Michael Tanner of the Cato Institute devotes his latest National Review Online column to Democratic presidential candidate Hillary Clinton’s march toward the political left.

Hillary continues to move further and further left. Having apparently decided she can’t run as herself — the slogan “Hey, at least I wasn’t indicted” is less than inspirational — she is doing her best to morph into the Democratic candidate that some people actually liked.

Last weekend, for instance, she moved closer to adopting Bernie’s health-care plan. She hasn’t gone all the way — Berniecare’s $38 trillion price tag is still a bit high for her — but she will push for a so-called “public option” for Obamacare. This would essentially establish a government-run single-payer system to compete with private insurance in every state. Because the government system is subsidized by taxpayers, it can artificially hold down prices until it drives private insurance out of business. Hillary is also calling for reducing the age for Medicare eligibility to 55. So far she has been too busy playing Santa Claus to put a price tag on this proposal. But it’s hard to imagine that adding more people to Medicare will help that program’s expected $55.6 trillion shortfall. What these proposals do mean in the aggregate, however, is the slow, painful death of private health insurance in this country.

Just a few days earlier, Hillary had bought into another of Bernie’s truly bad ideas: free college tuition.

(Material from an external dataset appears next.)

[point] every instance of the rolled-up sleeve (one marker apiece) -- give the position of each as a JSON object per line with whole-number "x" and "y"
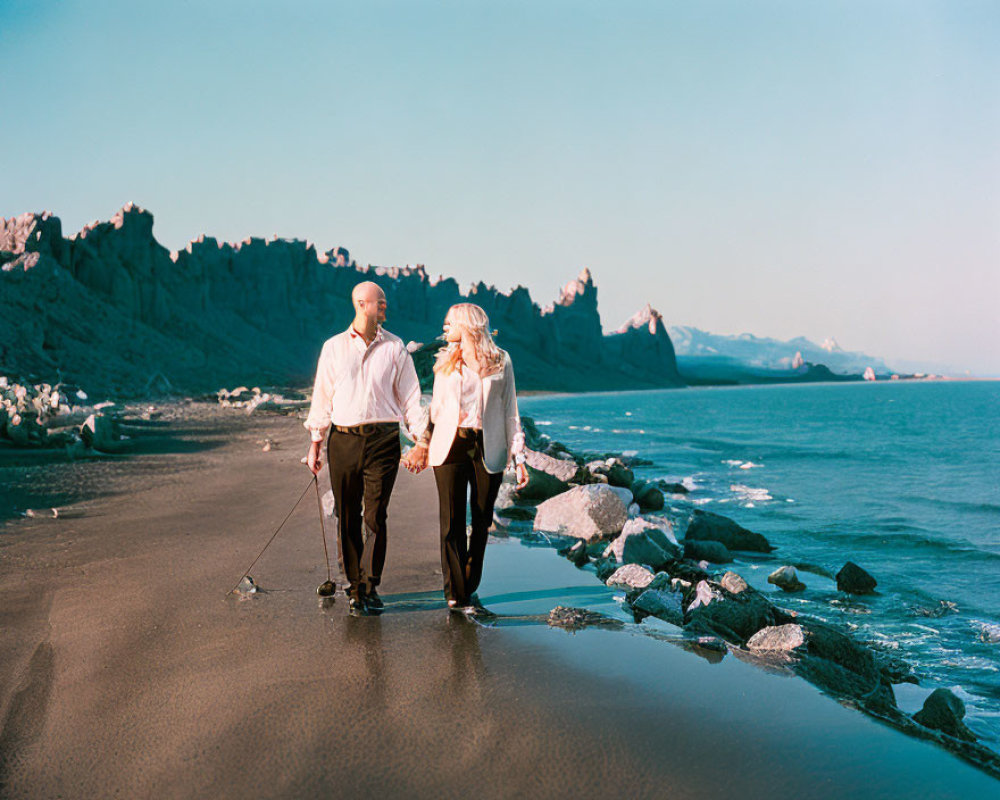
{"x": 515, "y": 434}
{"x": 318, "y": 421}
{"x": 407, "y": 389}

Under her plan, public colleges would be free for all families earning less than $85,000 per year as of now, an income threshold that would rise to $125,000 in 2021. That would eventually make roughly 83 percent of U.S. college students eligible for “free” college at a cost to taxpayers of some $450 billion over ten years. And just to sweeten the deal, she also plans to offer every student, regardless of family income, a three-month moratorium on student-loan payments.

This, despite the fact that nearly everyone agrees that such subsidies simply inflate the cost of a college education. Moreover, her plan would encourage students to spend more time studying subjects that are not going to help them find employment once they get out of college. This would move us further down the road toward the sort of institutions filled with perpetual students that we see in some European countries, which in turn would have serious consequences both for the students themselves and for the economy at large.